Arkadi Renko 08 - Tatjana by Smith Martin Cruz
Autor:Smith, Martin Cruz [Smith, Martin Cruz]
Die sprache: deu
Format: epub
veröffentlicht: 2013-09-25T04:00:00+00:00
18
Das Häuschen von Ludmilla Petrowna war vor dem Krieg vielleicht ein Kutschenhaus gewesen. Obwohl sich die Backsteine halbwegs in rostfarbenen Sand verwandelt hatten und Klebeband sich kreuz und quer über die Fensterscheiben spannte, hatte sich das Haus einen schwachen Eindruck Königsberger Stils bewahrt, umgeben von trostloser Chruschtschow-Architektur und kleinen Läden, die CDs und Billigreisen verkauften. Arkadi und Maxim öffneten das Tor zu einem Gemüsegarten, in dem Sonnenblumen über die Mauer lugten, Tomatenpflanzen an Holzstäben hochgebunden waren und Auberginen fett und träge am Boden lagen.
Als Ludmilla nicht auf die Klingel reagierte, warf Maxim Steinchen an ein Fenster. Arkadi sah drinnen kein Licht, aber das Fenster öffnete sich knarrend, und eine Frau hängte einen Käfig mit einem Kanarienvogel hinaus. Sie trug ein Kopftuch im Babuschkastil, Gartenhandschuhe und eine Rundumsonnenbrille und hänselte den Vogel, dass er sich wegen der Kälte aufplusterte.
»Dauernd maulen, dauernd auf Mitgefühl aus. Genau wie unser alter Freund Maxim. Immer im Mittelpunkt der Aufmerksamkeit.«
»Hallo, Ludmilla«, sagte Maxim.
»Und in Begleitung eines verrufenen Freundes«, fügte sie hinzu, als Arkadi sich vorstellte.
»Die Sache mit Ihrer Schwester tut mir leid.«
»Dann haben Sie ja sicher schon einen Plan, wie Sie Geld aus ihrem Tod schlagen können. Sie und Obolenski, so erpicht darauf, sie zur Märtyrerin zu machen.«
»Haben Sie Tatjana Petrownas Leiche identifiziert?«, fragte Arkadi.
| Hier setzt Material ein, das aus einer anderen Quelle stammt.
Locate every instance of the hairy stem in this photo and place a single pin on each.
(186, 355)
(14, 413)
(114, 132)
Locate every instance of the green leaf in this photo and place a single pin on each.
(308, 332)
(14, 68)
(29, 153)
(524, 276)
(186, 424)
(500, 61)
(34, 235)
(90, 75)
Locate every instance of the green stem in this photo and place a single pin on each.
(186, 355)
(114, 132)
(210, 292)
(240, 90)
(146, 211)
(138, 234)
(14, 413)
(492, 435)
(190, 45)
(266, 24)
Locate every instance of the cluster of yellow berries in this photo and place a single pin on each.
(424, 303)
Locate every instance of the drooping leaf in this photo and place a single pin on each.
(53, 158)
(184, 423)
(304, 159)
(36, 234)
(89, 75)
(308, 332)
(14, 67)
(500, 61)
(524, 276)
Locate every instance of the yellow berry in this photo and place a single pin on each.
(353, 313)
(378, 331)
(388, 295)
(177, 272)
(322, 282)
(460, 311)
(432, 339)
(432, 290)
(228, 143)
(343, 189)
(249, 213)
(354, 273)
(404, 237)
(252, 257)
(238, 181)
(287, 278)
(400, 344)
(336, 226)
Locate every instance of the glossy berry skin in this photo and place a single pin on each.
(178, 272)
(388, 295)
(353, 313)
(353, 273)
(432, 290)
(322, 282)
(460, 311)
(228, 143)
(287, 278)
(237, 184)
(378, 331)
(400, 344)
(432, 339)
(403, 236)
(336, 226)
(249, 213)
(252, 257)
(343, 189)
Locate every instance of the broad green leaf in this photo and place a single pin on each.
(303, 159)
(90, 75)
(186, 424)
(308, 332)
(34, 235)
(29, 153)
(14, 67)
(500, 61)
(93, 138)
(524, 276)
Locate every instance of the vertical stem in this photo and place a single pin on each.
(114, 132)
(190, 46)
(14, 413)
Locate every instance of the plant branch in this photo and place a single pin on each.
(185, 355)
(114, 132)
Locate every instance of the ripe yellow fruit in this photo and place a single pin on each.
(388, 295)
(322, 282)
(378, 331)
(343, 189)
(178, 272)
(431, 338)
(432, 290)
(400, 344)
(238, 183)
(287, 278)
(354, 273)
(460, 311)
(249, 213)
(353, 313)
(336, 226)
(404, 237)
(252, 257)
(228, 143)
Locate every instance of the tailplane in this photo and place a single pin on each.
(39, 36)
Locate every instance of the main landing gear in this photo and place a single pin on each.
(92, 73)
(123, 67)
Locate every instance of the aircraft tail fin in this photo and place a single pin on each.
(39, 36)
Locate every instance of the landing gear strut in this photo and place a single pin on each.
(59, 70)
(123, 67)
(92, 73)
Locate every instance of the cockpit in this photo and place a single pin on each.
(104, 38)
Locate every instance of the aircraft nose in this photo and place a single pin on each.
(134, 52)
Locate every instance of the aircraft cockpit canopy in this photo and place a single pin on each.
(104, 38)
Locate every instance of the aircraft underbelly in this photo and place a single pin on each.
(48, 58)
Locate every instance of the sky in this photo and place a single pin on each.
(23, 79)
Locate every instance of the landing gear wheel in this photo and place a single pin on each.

»Anhand eines Fotos. Nach Moskau zu fahren, hatte keinen Sinn.«
»Ludmilla ist sehr lichtempfindlich«, warf Maxim ein. »Das erschwert das Reisen.«
»Wollten Sie die Leiche nicht identifizieren?«
»Das Foto hat genügt.«
»Haben Sie sich keine Sorgen gemacht, was mit der Leiche geschehen könnte?«
»Ehrlich gesagt mache ich mir mehr Sorgen um mich selbst.«
»Haben Sie darum gebeten, sie einzuäschern?«
Kurz zuvor hatte der Regen fast aufgehört, jetzt prasselte er wieder herunter. Arkadi hörte die Geschäftigkeit auf dem Markt hinter der Gartenmauer, als Ständer unter Markisen gezogen wurden. Jeder andere hätte Arkadi und Maxim hereingebeten.
»Die arme Juliet wird nass.« Sie streichelte den Kanarienvogel unter dem Schnabel. »Die singen nicht mehr, wissen Sie, nachdem sie ihren Gefährten verloren haben.«
»Sie können sich nicht erinnern, ob Sie darum gebeten haben, Ihre einzige Schwester einzuäschern?«
»Ich habe mein eigenes Leben.«
Ein beschauliches zwischen Gemüse und Vogel, dachte Arkadi.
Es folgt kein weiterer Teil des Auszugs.